4. Discharge against Advice

4.1 Adults with capacity

If an adult insists on leaving the service and has no intention to receive care and support from another service, their right to do so must be respected. The key worker or service manager should advise them about any potential risks that this may result in, and encouraged them to remain in contact for a while longer to enable staff to plan their discharge in collaboration with all relevant personnel, including their family etc. If they still insist on leaving immediately, they should be asked to sign a form stating they are doing so against the advice of the service.

Unless the adult is subject to the Mental Health Act 1983 (for example guardianship or supervised discharge in accordance with a community treatment order with a condition of residence to the provider’s residential care unit), they cannot be prevented from leaving if they have mental capacity and insist upon doing so.

The manager should liaise with the GP and any other relevant staff to inform them of the situation.

4.2 Adults without capacity

If an adult who does not have mental capacity states they no longer wish to receive a service and no other service intervention has been planned, the service manager should be informed. They should take action in line with the Mental Capacity Act 2005, and key relevant personnel should be informed such as the GP, community nurses or social worker.

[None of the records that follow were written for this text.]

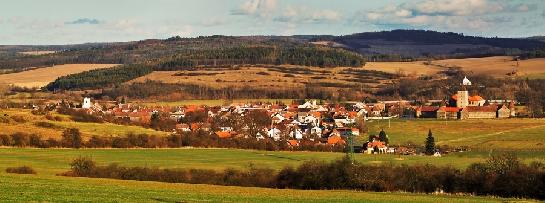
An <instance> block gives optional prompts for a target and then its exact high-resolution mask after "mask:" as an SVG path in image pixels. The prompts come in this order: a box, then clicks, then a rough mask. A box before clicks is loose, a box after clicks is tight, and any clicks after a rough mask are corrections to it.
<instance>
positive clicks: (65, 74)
mask: <svg viewBox="0 0 545 203" xmlns="http://www.w3.org/2000/svg"><path fill="white" fill-rule="evenodd" d="M116 65H118V64H66V65H58V66H52V67H46V68H38V69H34V70H29V71H23V72H20V73H11V74H3V75H0V83H5V84H12V85H15V86H21V87H29V88H33V87H38V88H40V87H43V86H45V85H47V84H48V83H50V82H53V81H54V80H55V79H57V78H58V77H61V76H65V75H70V74H74V73H79V72H83V71H88V70H93V69H100V68H109V67H113V66H116Z"/></svg>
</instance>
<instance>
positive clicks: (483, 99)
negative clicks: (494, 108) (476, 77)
mask: <svg viewBox="0 0 545 203" xmlns="http://www.w3.org/2000/svg"><path fill="white" fill-rule="evenodd" d="M468 100H469V101H483V100H484V99H483V98H482V97H481V96H479V95H475V96H471V97H469V98H468Z"/></svg>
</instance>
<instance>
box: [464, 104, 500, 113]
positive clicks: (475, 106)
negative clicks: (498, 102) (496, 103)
mask: <svg viewBox="0 0 545 203" xmlns="http://www.w3.org/2000/svg"><path fill="white" fill-rule="evenodd" d="M466 109H467V111H468V112H496V111H497V110H498V107H497V106H495V105H490V106H468V107H466Z"/></svg>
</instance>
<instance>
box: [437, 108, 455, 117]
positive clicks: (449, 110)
mask: <svg viewBox="0 0 545 203" xmlns="http://www.w3.org/2000/svg"><path fill="white" fill-rule="evenodd" d="M459 112H460V108H458V107H447V106H442V107H439V109H438V110H437V112H436V117H437V119H459V118H460V115H459Z"/></svg>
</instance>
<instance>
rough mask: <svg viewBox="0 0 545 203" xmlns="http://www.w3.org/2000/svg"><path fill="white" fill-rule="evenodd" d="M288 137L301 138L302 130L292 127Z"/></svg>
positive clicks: (298, 139) (296, 138) (302, 136)
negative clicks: (296, 128)
mask: <svg viewBox="0 0 545 203" xmlns="http://www.w3.org/2000/svg"><path fill="white" fill-rule="evenodd" d="M290 137H292V138H295V139H298V140H300V139H303V132H302V131H301V130H300V129H294V130H292V131H291V132H290Z"/></svg>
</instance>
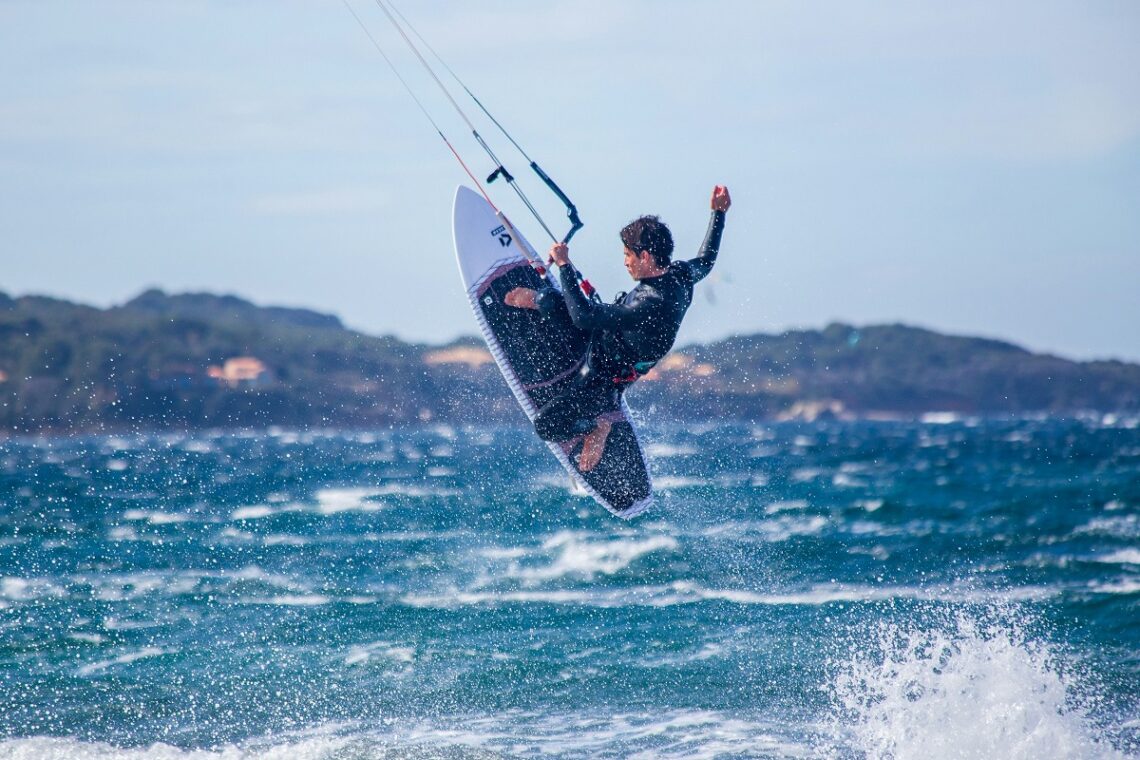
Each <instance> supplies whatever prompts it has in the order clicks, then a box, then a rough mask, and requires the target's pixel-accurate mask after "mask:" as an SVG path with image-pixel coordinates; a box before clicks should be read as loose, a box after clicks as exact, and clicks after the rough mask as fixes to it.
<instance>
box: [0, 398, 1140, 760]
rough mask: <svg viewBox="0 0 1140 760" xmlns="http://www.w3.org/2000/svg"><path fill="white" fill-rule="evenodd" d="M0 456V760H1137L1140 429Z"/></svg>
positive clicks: (1080, 419)
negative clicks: (615, 502) (611, 479)
mask: <svg viewBox="0 0 1140 760" xmlns="http://www.w3.org/2000/svg"><path fill="white" fill-rule="evenodd" d="M644 440H645V443H646V447H648V450H649V453H650V456H651V459H652V469H653V472H654V476H655V482H657V484H658V489H659V501H658V504H657V505H655V506H654V507H653V509H652V510H651V512H649V513H648V514H645V515H644V516H642V517H638V518H636V520H635V521H633V522H628V523H627V522H622V521H620V520H618V518H616V517H612V516H611V515H610V514H608V513H606V512H605V510H604V509H602V508H601V507H598V506H596V505H595V504H593V501H591V500H589V499H588V498H587V497H584V496H579V495H576V493H575V492H573V491H572V490H571V489H570V488H569V481H568V479H567V477H565V476H564V475H563V474H562V473H561V471H560V468H559V466H557V464H556V463H555V460H554V459H553V457H551V456H549V453H548V452H547V451H546V449H545V448H544V447H541V446H540V443H539V442H538V441H537V440H536V439H535V438H534V436H532V435H531V434H530V433H529V432H528V431H526V430H515V428H495V430H481V428H464V430H458V428H457V430H451V428H447V427H439V428H427V430H418V431H385V432H374V433H339V432H317V433H310V432H306V433H296V432H287V431H277V432H270V433H268V434H249V435H235V434H220V433H219V434H178V435H156V436H105V438H82V439H48V438H44V439H22V440H16V439H13V440H7V441H0V759H15V758H59V759H64V758H66V759H78V758H82V759H87V758H91V759H96V758H97V759H100V760H109V759H117V758H124V759H127V758H130V759H133V758H164V759H165V758H169V759H190V758H193V759H195V760H206V759H214V758H217V759H226V760H230V759H244V758H266V759H268V758H282V759H284V758H299V759H301V760H307V759H318V758H320V759H325V758H327V759H329V760H332V759H345V760H364V759H367V758H385V759H386V758H413V759H414V758H448V759H451V758H500V757H505V758H514V757H539V755H540V757H555V758H594V757H600V758H895V759H898V760H902V759H905V758H923V759H935V760H937V759H943V758H1026V759H1029V758H1033V759H1041V758H1082V759H1085V758H1089V759H1096V758H1119V757H1140V419H1137V418H1115V417H1112V416H1109V417H1101V416H1088V417H1081V418H1073V419H1013V420H984V419H959V418H955V417H951V416H931V417H929V418H927V419H926V420H925V422H921V423H889V422H882V423H871V422H861V423H821V424H812V425H808V424H773V425H723V426H711V425H706V426H701V427H698V428H685V427H653V426H652V425H649V426H646V427H645V431H644Z"/></svg>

An application may need to be made in relation to depriving of them of their liberty to keep them safe (see Deprivation of Liberty Safeguards).

If the adult is placed under a DOLS urgent or standard authorisation, they can be prevented from leaving for seven days under an urgent authorisation (which can be extended for a further seven days) or up to 12 months under a standard authorisation.

In such circumstances, the adult has the right to appeal the authorisation under the Mental Capacity Act 2005 (non-means tested legal aid is available for a care home resident who appeals against their DOLS authorisation to the Court of Protection. Also that they should be provided with a relevant person’s representative if there are no suitable family members to assist with this appeal).